A golpe de pala en algunos tramos siguieron remando hasta abrirse paso ante el edificio del Tanatorio Parque Cementerio de Leganés. Fueron unos 400 metros largos. Por el camino no había más rastro de vida que huellas de conejo. “Y mi madre medio coja”, apuntan los hijos para redondear la rocambolesca escena. Convertida en una especie de Roald Amundsen apoyada en su bastón, Inés desembarcó por fin junto a sus hijos en su polo sur particular. Había cumplido la misión de llegar antes de que introdujeran el féretro de su esposo en el horno crematorio, algo imperativo por el protocolo covid en un plazo de 48 horas.
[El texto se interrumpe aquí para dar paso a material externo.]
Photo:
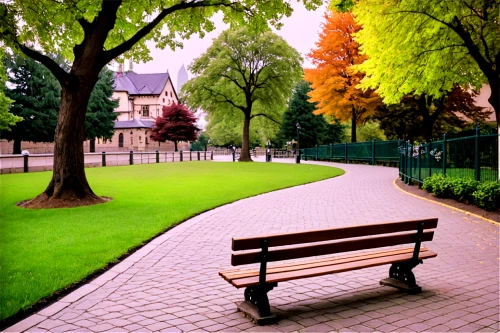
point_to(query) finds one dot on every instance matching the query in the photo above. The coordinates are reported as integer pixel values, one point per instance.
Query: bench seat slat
(233, 274)
(334, 268)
En el tanatorio se toparon con los tres únicos empleados. Llevaban aislados 36 horas con la sola compañía de cinco muertos. Uno de ellos, Marcelino. “Lo velamos y lo lloramos. Estuvimos allí durante unos 45 minutos o una hora antes de deshacer el camino”, revela Jacob, que forma parte de la redacción de EL PAÍS. Antes que ellos, hasta el tanatorio no había logrado llegar más que un esquiador a llevar algo de comida a los tres trabajadores. Ni policía, ni emergencias. Nadie. Tampoco los allegados de los otros cuatro difuntos. El ataúd de Marcelino fue, gracias al empeño de Inés y sus hijos, la excepción. Junto él, un centro de flores: “Tu familia, con cariño”.
“Que mi padre se haya muerto en mitad del temporal y hayamos tenido que pasar esta odisea es surrealista”, comenta Jacob. Marcelino es uno de los 11.996 muertos por covid-19 en Madrid, según los datos oficiales de una comunidad en la que la incidencia acumulada está subiendo tras las pasadas fiestas y se sitúa ya en 595. “Pienso ahora en los negacionistas porque me he dado cuenta de que el virus es muy real”, sentencia el hijo mayor.
Más allá del muro de la tempestad Filomena, la pandemia sigue imponiendo velatorios anodinos y heladores. Todavía hay quien, ajeno al desenlace, pregunta a Jacob por cómo está su padre. Otros le llaman porque querían haber ido al tanatorio. “Hubiera sido imposible”, asegura él. El problema no eran las exigencias de aforo reducido por la covid-19 sino el campo minado herencia de la nevada. Un primo suyo se planteó incluso llegar al tanatorio esquiando. Más que como anécdota lo cuenta casi como una locura. Jacob se acercó este lunes a pie al Severo Ochoa a recoger las pertenencias de su padre. Se las entregaron en una bolsa roja que deja bien claro que provienen de la parte sucia del hospital y que pueden portar el virus. De vuelta a casa se paseó con el llamativo saco de plástico en la mano mientras los pocos viandantes que había por la calle lo miraban. “Esto ha sido una película de terror. Ya echo de menos 2020”.